All the flavors of summer wrapped up in this stunning terrine.
Yield: 4-6 servings
1/3 cup sugar
½ cup orange-flavored liqueur
2 tbsp fresh lemon juice
2 tbsp unflavored gelatin powder
8 oz (225g) raspberries
4 oz (115g) red currants, stemmed
5 oz (140g) blueberries
8 oz (225g) strawberries, quartered
9 × 5in nonstick loaf pan
1. Bring 2 cups water and the sugar to a simmer in a saucepan over low heat, stirring to dissolve the sugar. Increase the heat to high and boil 1–2 minutes to reduce slightly. Let cool 5 minutes, then stir in the liqueur and lemon juice.

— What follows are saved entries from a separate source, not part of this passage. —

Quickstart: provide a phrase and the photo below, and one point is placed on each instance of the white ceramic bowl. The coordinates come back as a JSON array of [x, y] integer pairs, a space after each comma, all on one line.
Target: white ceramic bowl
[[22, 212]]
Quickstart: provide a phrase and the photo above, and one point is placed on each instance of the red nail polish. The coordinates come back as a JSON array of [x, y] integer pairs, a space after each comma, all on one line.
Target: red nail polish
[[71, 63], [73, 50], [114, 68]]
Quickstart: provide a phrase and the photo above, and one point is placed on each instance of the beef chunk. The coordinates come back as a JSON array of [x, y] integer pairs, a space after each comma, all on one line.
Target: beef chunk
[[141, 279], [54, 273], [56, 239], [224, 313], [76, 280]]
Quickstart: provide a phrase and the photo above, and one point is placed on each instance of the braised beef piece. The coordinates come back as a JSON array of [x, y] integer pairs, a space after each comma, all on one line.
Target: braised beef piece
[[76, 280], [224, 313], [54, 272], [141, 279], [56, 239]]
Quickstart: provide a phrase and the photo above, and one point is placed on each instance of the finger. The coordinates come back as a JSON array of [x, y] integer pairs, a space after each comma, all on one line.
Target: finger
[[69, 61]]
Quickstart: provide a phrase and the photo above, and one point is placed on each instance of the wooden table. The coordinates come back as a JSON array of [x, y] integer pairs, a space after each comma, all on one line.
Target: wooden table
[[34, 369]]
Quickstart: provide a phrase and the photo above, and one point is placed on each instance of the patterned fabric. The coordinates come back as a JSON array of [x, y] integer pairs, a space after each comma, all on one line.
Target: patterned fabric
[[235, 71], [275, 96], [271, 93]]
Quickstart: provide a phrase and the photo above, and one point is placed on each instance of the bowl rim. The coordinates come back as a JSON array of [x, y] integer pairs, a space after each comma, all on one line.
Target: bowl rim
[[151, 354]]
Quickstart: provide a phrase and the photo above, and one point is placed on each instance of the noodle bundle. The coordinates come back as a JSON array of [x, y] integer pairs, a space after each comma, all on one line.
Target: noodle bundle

2. Sprinkle the gelatin over ½ cup cold water in a small heatproof bowl. Let stand about 5 minutes, until spongy. Place the bowl in a frying pan of simmering water and stir until the gelatin dissolves. Stir into the syrup.
3. Place a 9 × 5in (22 × 13cm) nonstick loaf pan in a roasting pan. Add enough ice water to come halfway up the sides of the loaf pan. Scatter the raspberries in the bottom of the loaf pan. Add enough of the gelatin mixture to cover. Let set.
4. Sprinkle the red currants and blueberries over the raspberry layer, and add enough of the gelatin mixture to cover. Let this layer set. Finally, add a layer of strawberries and pour in the remaining gelatin mixture. Remove the loaf pan from the water. Cover and refrigerate until completely set, at least 3 hours (preferably 8 hours).
5. Dip the loaf pan in a bowl of hot water for a few seconds. Invert and unmold the terrine onto a platter. Serve chilled.
The terrine must be refrigerated for at least 3 hours before serving. Good with additional berries and whipped cream or creme fraiche.
Leftovers can be used in trifles or sliced and served cold alongside poultry dishes.